University of Oxford
Principal Investigator: Marcel Fafchamps
Jobs are hard to find in Africa. Searching for jobs in African labour markets is both expensive and time consuming and, as a result, new employment opportunities are often not shared equally. Many economies in sub-Saharan Africa have achieved high and sustained growth in the last decade. However, economic expansion has rarely been followed by marked improvements in the labour market outcomes of the poor. There is growing awareness that difficulties in looking for jobs, arising in particular from the geographical distance between low-income residential areas and job hubs, may be preventing economic growth from being truly pro-poor in urban settings. Policy makers have taken a keen interest in these issues, as evidenced both in the targets for the development of job information services and job seeker assistance programmes set in 2010 by the Government of Ethiopia. However, insufficient descriptive data on the ways in which people look for jobs, and a lack of rigorous evaluation of job search assistance programmes in the sub-Saharan African context are limiting the use of these new policy tools.
We will run a novel Randomised Control Trial (RCT) to evaluate two different policies to lower search costs for prospective workers: (i) the provision of transport vouchers for those seeking work; and (ii) the provision of information about job vacancies. We anticipate that, by making the job search process easier, job seekers will search harder for jobs, and will expect better offers from employers before they accept a position. We will investigate the impacts of the two programmes on both individual search choices and labour market outcomes. We will also measure the effects of our policies on those who are not offered the new opportunities.
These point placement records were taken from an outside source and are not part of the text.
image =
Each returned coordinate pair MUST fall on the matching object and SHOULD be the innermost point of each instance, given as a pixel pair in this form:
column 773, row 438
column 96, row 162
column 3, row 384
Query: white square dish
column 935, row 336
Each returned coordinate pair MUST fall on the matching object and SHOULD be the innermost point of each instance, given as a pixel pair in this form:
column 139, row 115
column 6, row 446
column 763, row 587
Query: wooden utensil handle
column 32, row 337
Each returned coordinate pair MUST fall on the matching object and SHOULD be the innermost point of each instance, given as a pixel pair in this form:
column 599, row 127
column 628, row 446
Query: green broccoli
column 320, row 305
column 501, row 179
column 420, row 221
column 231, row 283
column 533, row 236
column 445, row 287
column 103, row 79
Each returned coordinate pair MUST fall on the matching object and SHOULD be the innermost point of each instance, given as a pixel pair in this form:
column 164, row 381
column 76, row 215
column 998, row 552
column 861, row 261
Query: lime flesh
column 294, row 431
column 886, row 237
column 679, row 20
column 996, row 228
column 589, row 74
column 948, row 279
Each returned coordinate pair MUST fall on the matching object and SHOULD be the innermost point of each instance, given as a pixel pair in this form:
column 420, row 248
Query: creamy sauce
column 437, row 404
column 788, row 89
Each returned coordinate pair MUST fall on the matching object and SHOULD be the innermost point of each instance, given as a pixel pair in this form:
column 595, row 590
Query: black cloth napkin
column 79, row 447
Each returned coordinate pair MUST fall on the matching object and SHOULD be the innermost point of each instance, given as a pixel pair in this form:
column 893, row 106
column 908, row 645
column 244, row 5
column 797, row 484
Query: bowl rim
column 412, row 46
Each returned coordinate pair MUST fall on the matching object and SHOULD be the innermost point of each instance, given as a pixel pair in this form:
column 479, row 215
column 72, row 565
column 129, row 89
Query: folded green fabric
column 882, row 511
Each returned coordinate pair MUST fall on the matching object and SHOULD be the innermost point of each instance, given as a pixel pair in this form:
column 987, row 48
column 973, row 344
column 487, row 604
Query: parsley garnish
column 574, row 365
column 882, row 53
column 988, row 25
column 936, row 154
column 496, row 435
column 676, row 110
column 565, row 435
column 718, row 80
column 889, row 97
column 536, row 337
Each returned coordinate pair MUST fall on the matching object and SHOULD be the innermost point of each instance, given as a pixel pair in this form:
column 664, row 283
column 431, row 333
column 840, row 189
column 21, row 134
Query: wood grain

We will run this trial in Addis Ababa, the capital of Ethiopia. Addis Ababa is an ideal place to study the costs of job search. Ethiopia is currently enjoying impressive economic growth; however, Addis Ababa still has large numbers of urban unemployed. The city is growing and sprawling, with many people living away from the clusters of new jobs. Transportation costs from the suburbs to the city centre are high, making frequent visits to work sites for job applications or interviews unaffordable for many.
We have designed a field experiment to learn about the impediments that young Ethiopians face in finding work. We are focussing on two difficulties in particular: the cost of transport to urban centres, and the problems that talented employees face in persuading potential employers of their worth (sometimes termed ‘asymmetric information problems’). We have designed two different responses ('treatments') to these problems. To deal with the first problem, we will provide vouchers for transport into central Addis Ababa. To deal with the second problem, we will run an innovative screening and certification service. We will randomly choose some participants to receive each treatment, and we will test the difference in outcomes between those who receive the treatments and those who do not. We will collect data using traditional face-to-face interviews; we will also use an innovative phone-based survey to track participants at weekly intervals.
The foremost aim of this study is to estimate the impact of our job search interventions on the probability of transitioning from joblessness to employment. Further, by comparing the impacts of our two treatments, we seek to uncover whether it is a lack of information about job opportunities, or more generally lack of access to the city, that creates the most significant search costs. We will also estimate the different mechanisms that drive these effects, with a particular emphasis on the role of social networks. Together, our results should shed light on the appropriateness of different policies to improve access to jobs for the unemployed in large Ethiopian and other African cities.
We envisage that our project will be able to answer questions related both to the implementation of scalable economic and urban policy, as well as answering important theoretical questions related to job search and the role of frictions in African labour markets. If successful, the impact of our transport subsidy could provide guidance and advocacy for a variety of urban transport programmes. Similarly, the information treatment can provide lessons for the design of vacancies information services for the unemployed. Together, the treatments promise new lessons on the comparative costs and benefits of facilitating job search among urban African youth.